Она молчала, уткнувшись лицом ему в грудь.
– Ну что же ты? – допытывался Крутов. Теперь, когда самое главное и трудное сказано, ему хотелось говорить, говорить и слышать ее ответные слова. Ведь это не игра, когда один говорит другому «люблю». От того, насколько серьезно к этому отнесутся, зависит вся дальнейшая жизнь людей, вступающих в добровольный союз. Любят друг друга, и жизнь у них становится целеустремленной, содержательной, – такой, что и окружающим становится от этого теплее. – То, что я сказал, это всерьез, навсегда. Ты меня поняла, Иринка?
– Ну что – «Иринка, Иринка»? Что?..
– Скажи, а ты меня, вот такого, в серой шинели, с этими обмотками?.. Еще год – и я сброшу их навсегда. Ты мне веришь, станешь ждать?..
– Ах, я ничего-ничегошеньки не знаю. Папка говорит, что я совсем-совсем еще глупая девчонка. Наверное, это так и есть… – Она стиснула ему руку. – И потом он еще говорит, что, наверное, будет война…
– Что ты! О какой войне может быть речь? С Германией у нас договор, Англии не до нас…
– Молчи. Я все равно ничего в этом не понимаю. У нас в школе недавно был лектор, он говорил то же самое, а папка этому не верит, и я не знаю, кого слушать. – Она вздохнула: – Наверное, очень плохо, когда не имеешь своего мнения? Да?
– Чтобы иметь свое мнение, надо много знать. А что мы знаем?.. Но какое это имеет для нас значение? Ты скажи…

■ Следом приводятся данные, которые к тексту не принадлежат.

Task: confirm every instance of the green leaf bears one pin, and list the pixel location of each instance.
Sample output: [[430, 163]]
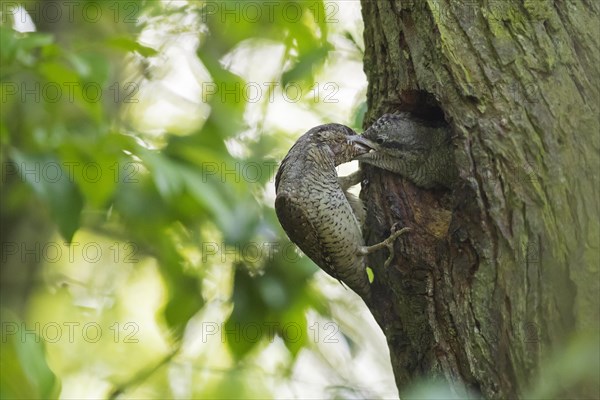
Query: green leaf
[[53, 184], [24, 372], [129, 44], [245, 327]]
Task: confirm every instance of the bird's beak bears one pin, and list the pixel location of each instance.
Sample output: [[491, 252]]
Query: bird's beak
[[361, 144]]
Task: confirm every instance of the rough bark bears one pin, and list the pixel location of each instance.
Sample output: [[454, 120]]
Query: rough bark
[[502, 270]]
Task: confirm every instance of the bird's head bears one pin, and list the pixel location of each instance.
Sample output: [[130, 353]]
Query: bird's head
[[402, 136], [344, 143]]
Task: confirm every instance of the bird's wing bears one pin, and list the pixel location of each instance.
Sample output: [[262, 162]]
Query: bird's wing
[[301, 230]]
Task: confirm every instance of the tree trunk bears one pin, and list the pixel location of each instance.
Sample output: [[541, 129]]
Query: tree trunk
[[501, 272]]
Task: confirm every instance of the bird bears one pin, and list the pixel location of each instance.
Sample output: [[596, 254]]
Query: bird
[[419, 150], [315, 209]]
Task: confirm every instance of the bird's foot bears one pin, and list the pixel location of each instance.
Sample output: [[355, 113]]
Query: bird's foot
[[389, 243]]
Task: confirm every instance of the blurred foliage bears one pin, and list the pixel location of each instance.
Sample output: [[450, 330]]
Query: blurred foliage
[[74, 163]]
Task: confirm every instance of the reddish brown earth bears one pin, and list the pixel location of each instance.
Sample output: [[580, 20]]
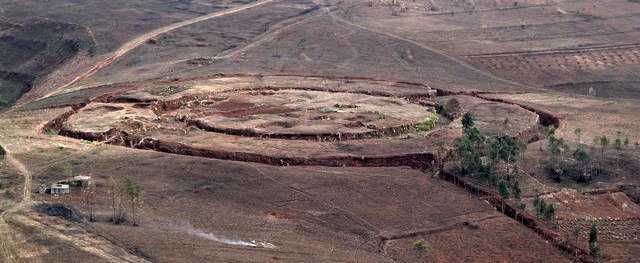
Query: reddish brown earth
[[293, 130]]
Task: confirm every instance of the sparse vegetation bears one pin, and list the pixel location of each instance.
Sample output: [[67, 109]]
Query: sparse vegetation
[[134, 192], [3, 152], [51, 132], [594, 247], [428, 123], [544, 210], [451, 109]]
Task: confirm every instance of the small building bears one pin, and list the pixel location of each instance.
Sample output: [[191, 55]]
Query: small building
[[78, 181], [60, 189]]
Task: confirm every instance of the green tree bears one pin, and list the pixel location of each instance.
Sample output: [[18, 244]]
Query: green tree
[[584, 160], [134, 191], [3, 152], [516, 191], [468, 146], [67, 170], [594, 247], [557, 148], [466, 149], [468, 121], [507, 149], [549, 212], [503, 190], [604, 143], [578, 133]]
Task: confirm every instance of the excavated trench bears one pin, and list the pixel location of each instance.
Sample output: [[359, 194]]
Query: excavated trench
[[423, 161]]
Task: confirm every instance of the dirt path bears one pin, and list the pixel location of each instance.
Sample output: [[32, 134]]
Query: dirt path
[[10, 249], [13, 245], [138, 41], [454, 59]]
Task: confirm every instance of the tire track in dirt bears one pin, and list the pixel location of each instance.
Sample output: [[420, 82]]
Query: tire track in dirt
[[428, 48], [138, 41], [270, 35], [13, 248], [10, 248]]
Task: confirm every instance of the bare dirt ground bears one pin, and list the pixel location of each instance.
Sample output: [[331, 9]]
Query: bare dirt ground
[[294, 130]]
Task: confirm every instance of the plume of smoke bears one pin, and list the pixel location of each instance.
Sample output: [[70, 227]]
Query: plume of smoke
[[186, 227]]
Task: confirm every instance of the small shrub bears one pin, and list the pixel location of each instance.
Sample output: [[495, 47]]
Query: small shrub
[[594, 247], [427, 124], [51, 132]]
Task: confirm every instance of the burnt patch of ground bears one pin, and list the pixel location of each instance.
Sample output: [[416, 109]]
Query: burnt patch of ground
[[10, 186], [60, 210], [308, 213]]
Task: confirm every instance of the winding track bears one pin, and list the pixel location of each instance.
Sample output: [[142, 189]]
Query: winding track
[[138, 41]]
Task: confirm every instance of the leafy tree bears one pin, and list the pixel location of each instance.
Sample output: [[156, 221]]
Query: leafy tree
[[516, 191], [549, 212], [115, 192], [584, 159], [536, 201], [466, 149], [67, 170], [134, 191], [450, 109], [594, 247], [468, 121], [603, 142], [618, 145], [3, 152], [578, 133], [468, 146], [557, 148], [507, 149], [503, 190]]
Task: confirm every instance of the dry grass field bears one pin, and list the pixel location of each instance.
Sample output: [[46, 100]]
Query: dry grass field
[[319, 130]]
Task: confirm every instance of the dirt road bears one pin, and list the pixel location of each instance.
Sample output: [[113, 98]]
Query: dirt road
[[138, 41], [10, 249]]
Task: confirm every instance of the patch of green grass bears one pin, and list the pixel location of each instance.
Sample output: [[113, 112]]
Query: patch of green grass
[[428, 123], [51, 132]]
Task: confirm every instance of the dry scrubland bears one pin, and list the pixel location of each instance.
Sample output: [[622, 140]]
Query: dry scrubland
[[317, 131]]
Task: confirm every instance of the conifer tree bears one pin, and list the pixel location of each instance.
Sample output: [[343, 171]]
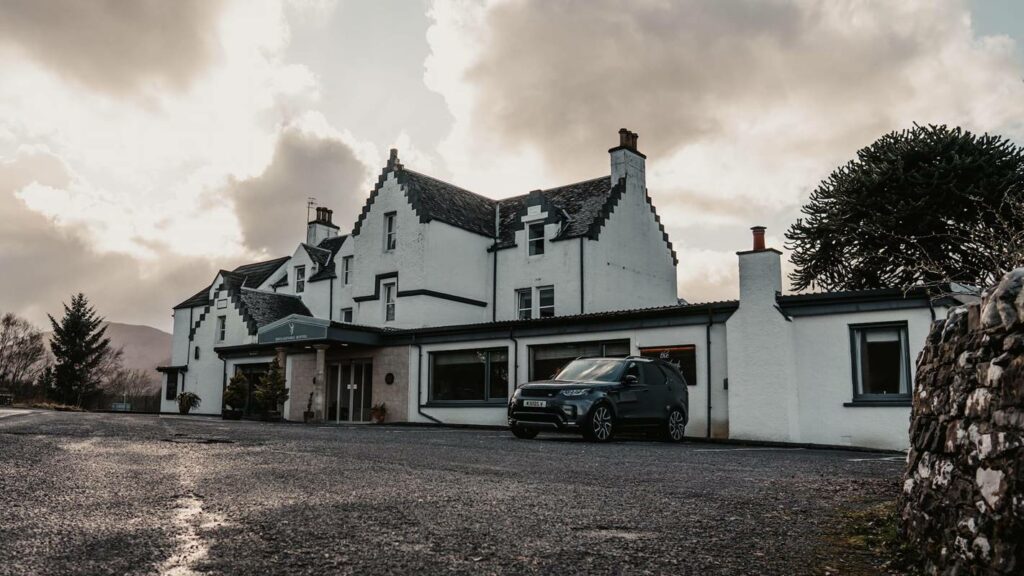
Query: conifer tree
[[80, 348], [929, 206]]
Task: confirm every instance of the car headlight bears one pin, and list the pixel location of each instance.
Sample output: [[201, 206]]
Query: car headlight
[[572, 393]]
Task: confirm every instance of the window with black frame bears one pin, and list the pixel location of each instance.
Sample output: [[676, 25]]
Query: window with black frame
[[172, 385], [881, 362], [548, 360], [470, 375]]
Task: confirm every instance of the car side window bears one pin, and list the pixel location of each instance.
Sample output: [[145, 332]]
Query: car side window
[[632, 370], [652, 375], [675, 377]]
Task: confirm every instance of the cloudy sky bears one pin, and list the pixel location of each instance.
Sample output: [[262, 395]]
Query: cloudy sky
[[145, 145]]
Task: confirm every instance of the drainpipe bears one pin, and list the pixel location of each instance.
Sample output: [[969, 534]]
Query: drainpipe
[[515, 360], [581, 275], [711, 321], [494, 283], [419, 384], [223, 382]]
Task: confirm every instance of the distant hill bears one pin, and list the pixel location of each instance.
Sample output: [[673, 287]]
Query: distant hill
[[143, 347]]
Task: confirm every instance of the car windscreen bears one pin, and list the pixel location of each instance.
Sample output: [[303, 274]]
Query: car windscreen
[[592, 370]]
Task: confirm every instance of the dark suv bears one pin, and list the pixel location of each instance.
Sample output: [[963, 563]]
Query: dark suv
[[601, 396]]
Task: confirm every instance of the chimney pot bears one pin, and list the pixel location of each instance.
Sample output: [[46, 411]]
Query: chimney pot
[[759, 238]]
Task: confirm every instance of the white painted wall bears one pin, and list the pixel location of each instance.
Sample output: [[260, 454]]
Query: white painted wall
[[762, 392], [630, 265], [371, 259], [558, 266], [825, 380], [681, 335]]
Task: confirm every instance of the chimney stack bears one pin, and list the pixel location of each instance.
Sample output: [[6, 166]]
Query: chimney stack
[[759, 238], [628, 162], [321, 228]]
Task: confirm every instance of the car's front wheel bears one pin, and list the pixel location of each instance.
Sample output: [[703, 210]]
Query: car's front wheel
[[524, 434], [600, 425], [675, 425]]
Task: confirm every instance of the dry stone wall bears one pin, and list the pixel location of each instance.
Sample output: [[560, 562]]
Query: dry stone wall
[[963, 500]]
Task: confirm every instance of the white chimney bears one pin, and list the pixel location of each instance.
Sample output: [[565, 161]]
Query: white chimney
[[760, 271], [627, 161], [322, 228]]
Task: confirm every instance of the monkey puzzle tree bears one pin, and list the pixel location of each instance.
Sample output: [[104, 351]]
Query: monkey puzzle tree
[[930, 206]]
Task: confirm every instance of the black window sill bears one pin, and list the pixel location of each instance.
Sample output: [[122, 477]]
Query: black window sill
[[903, 403], [466, 404]]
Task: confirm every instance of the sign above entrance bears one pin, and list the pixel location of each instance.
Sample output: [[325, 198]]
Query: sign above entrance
[[293, 329]]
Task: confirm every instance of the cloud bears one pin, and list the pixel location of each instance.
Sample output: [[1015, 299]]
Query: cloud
[[270, 207], [119, 47], [44, 263], [742, 108]]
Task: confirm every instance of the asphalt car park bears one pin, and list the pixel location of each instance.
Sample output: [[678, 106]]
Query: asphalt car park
[[132, 494]]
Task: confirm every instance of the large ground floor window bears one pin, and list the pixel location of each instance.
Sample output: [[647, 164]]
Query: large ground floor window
[[547, 360], [253, 372], [684, 357], [470, 375], [881, 362]]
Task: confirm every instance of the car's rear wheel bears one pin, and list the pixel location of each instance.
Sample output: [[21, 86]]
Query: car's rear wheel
[[524, 434], [675, 425], [600, 424]]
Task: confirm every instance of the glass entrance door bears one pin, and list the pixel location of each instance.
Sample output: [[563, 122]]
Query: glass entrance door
[[350, 392]]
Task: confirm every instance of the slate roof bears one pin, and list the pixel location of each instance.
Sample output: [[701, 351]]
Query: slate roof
[[330, 247], [436, 200], [259, 307], [582, 206], [333, 244], [321, 256], [247, 275]]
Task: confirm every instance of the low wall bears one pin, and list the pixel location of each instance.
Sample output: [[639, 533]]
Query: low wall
[[963, 500]]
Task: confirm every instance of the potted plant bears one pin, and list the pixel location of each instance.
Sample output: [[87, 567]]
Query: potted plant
[[271, 392], [187, 401], [378, 412], [235, 396], [309, 415]]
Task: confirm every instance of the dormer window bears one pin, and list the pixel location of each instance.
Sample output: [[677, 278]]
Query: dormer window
[[535, 239], [346, 271], [390, 291], [390, 232]]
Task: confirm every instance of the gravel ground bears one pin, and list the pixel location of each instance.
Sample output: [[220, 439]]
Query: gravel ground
[[132, 494]]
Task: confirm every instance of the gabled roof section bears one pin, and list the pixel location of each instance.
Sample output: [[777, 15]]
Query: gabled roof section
[[200, 298], [256, 274], [259, 309], [435, 200], [333, 244], [247, 275], [582, 207], [320, 256]]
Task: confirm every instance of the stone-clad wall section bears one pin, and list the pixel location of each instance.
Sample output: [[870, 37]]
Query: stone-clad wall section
[[963, 500]]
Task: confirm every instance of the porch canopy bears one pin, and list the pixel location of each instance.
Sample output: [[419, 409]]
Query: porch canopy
[[296, 331]]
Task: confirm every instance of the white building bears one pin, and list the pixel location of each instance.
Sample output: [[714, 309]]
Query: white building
[[440, 301]]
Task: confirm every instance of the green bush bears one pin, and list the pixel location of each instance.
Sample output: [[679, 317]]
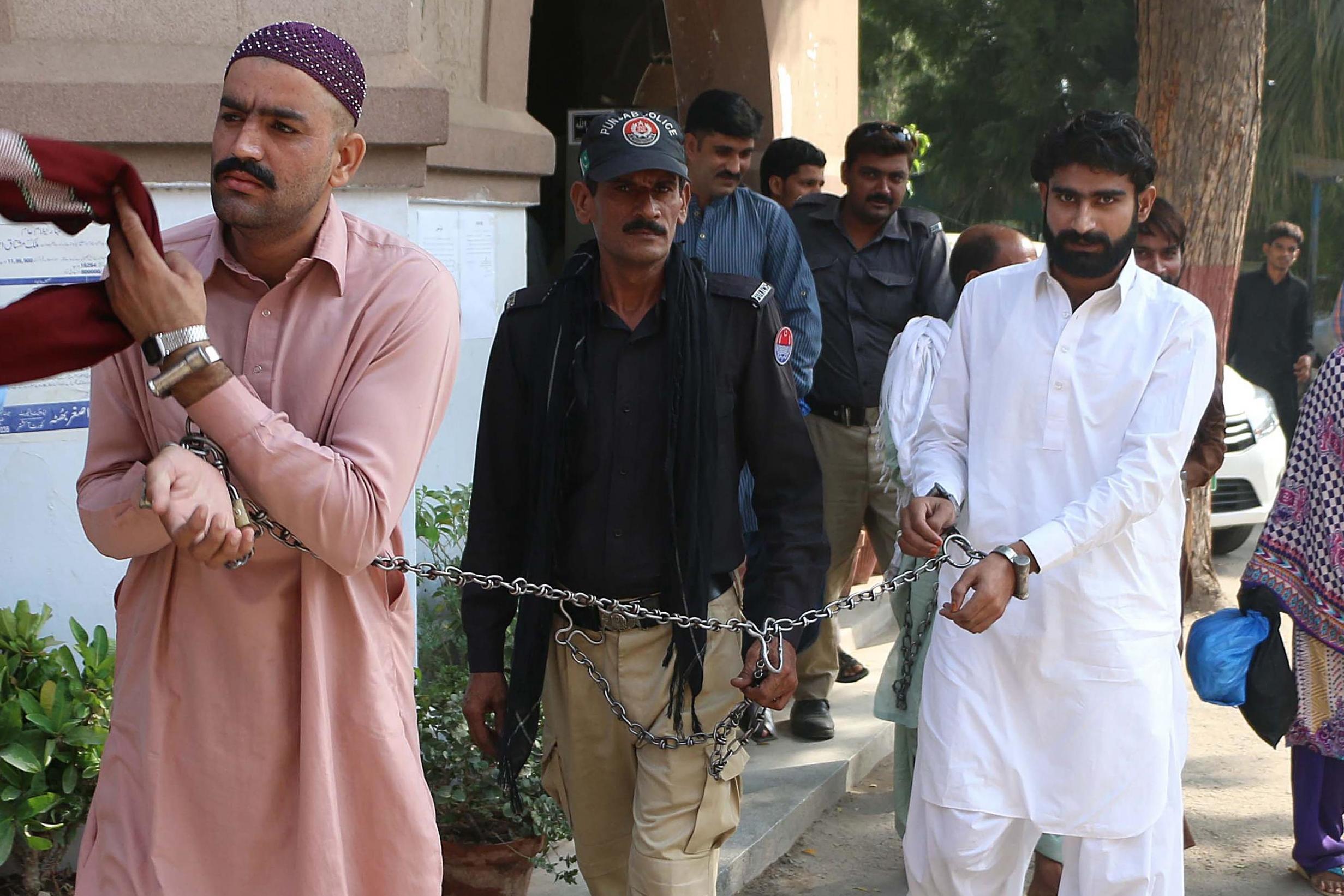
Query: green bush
[[469, 804], [54, 716]]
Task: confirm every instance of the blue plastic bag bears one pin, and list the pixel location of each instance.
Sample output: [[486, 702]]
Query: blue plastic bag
[[1218, 655]]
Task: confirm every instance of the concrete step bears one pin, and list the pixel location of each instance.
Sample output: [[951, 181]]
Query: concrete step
[[790, 784]]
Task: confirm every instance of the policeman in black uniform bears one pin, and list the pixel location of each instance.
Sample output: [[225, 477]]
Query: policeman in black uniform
[[620, 406], [877, 264]]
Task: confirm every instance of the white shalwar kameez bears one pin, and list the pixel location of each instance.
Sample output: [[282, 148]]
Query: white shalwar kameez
[[1067, 430]]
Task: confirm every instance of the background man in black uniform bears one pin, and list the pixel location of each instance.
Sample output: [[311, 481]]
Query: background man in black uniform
[[1270, 339], [875, 265], [620, 406]]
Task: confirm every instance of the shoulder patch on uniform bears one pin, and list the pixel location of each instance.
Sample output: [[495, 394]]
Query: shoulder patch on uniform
[[925, 218], [782, 345], [734, 286], [526, 297]]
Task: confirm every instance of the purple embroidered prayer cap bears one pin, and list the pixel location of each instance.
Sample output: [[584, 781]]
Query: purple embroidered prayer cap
[[314, 50]]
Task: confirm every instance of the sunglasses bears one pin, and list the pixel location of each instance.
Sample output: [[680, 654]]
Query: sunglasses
[[899, 132]]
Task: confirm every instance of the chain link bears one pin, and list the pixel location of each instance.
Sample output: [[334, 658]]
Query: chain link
[[772, 630], [912, 641]]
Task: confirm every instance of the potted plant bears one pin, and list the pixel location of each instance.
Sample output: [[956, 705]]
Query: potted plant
[[54, 716], [488, 847]]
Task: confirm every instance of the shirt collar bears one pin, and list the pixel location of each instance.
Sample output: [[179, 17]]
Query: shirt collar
[[1122, 286], [718, 201], [328, 248]]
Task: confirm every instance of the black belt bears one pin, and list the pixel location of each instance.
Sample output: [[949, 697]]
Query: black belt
[[594, 620], [842, 414]]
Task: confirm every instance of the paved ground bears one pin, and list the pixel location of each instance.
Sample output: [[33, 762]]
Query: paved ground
[[1237, 796]]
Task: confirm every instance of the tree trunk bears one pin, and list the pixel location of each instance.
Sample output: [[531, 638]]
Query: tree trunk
[[1200, 73]]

– Погоди, – она схватила его за руку. – Ты слышишь, как поет счастье?
Крутов глянул в ее лицо. Оно было серьезно, только глаза сияли, и по щекам пролегли мокрые дорожки к уголкам губ. Он понял значение этих скупых слез, сердце его дрогнуло: какого еще другого ответа он от нее добивается? Зачем слова? Почему мы так много говорим, когда молчание порой куда красноречивее? Он прислушался, и ему показалось, что и в самом деле вместо хаоса звуков, властвующих над миром, вокруг звучит какая-то стройная мелодия. Или это только для них? Нет. Прислушайся. Нежная, еле уловимая, она доносится, как комариный писк за тонкой бязью палатки, как звонкая, но робкая весенняя капель под снегом, еще укрывающим землю, как лесная чуткая тишина, вызывающая звон в ушах, похожий на перекличку птиц.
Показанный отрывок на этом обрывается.